The "gun" issue in philly is the same as in every urban center -- it's a crime problem. It's the same as when organized crime was causing too much high profile trouble leading the sheeple to call for what culminated in the NFA and what we have now as BATFE. This debate is extremely similar -- philly is perceived as some festering crime hole, lots of people are calling for action to address it, but they don't want to pay anything to deal with it. So the politicians from Rendel on down to Nutter demonize guns and start showboating law after law making it look to the uninformed that they are trying to do something useful.

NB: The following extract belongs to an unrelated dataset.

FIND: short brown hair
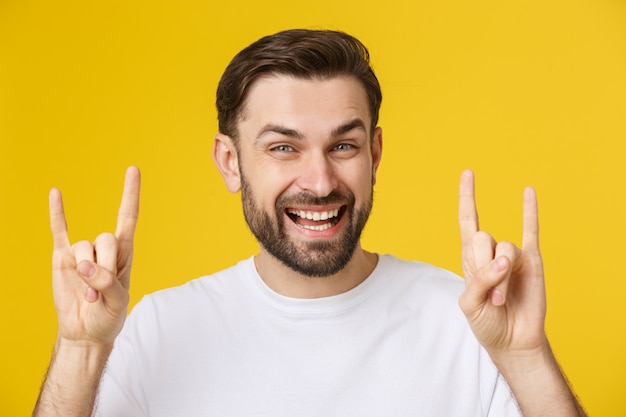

What might actually work would be in the short term building more prisons so the present population of violent antisocials can age out while in prison, and in the long term implementing evidence based approaches to mitigating the social problems that lead to crime and recidivism. My forecast is this will never happen in PA. It simply costs too much money. Much easier for the pols in the rest of PA to showboat on how they fight against spending any money on that boil on PA's ass in PA's southeast, and the pols locally here to scream about how their hands are tied because the state won't allow them to implement more and more control.
|
The first step for the adults to intervene and "fix" the problems of more than a million adults and their dependents, would be to stop enabling them.
We subsidize bastardy by paying women money as long as they give birth without being able to identify a father with a job. Since we don't want unwed parenting, we should punish it, and that's easy enough to do because single parenting creates its own hardships, as long as we don't artificially pretend that one parent with limited skills can support a family. My parents raised kids without subsidized day care, without free government cheese, without a stipend stolen from the neighbors; but there were 2 of them.
We allow special privileges to break the rules to "special" people, by either refusing to prosecute anyone, or having an unspoken rule that certain people can park illegally, or sometimes by explicitly allowing VIP's special spots in the municipal parking structure. Instead of punishing individuals and businesses who break the rules, voters elect them to government. The Street brothers are an embarrassing example of that, with one of them named to a commission while owing it thousands of dollars in arrearages.
Punishing local criminals instead of blaming Harrisburg for street crime would be another good step. But since a majority of voters are related to at least one criminal, or have friends with convictions, that's probably a bad election strategy.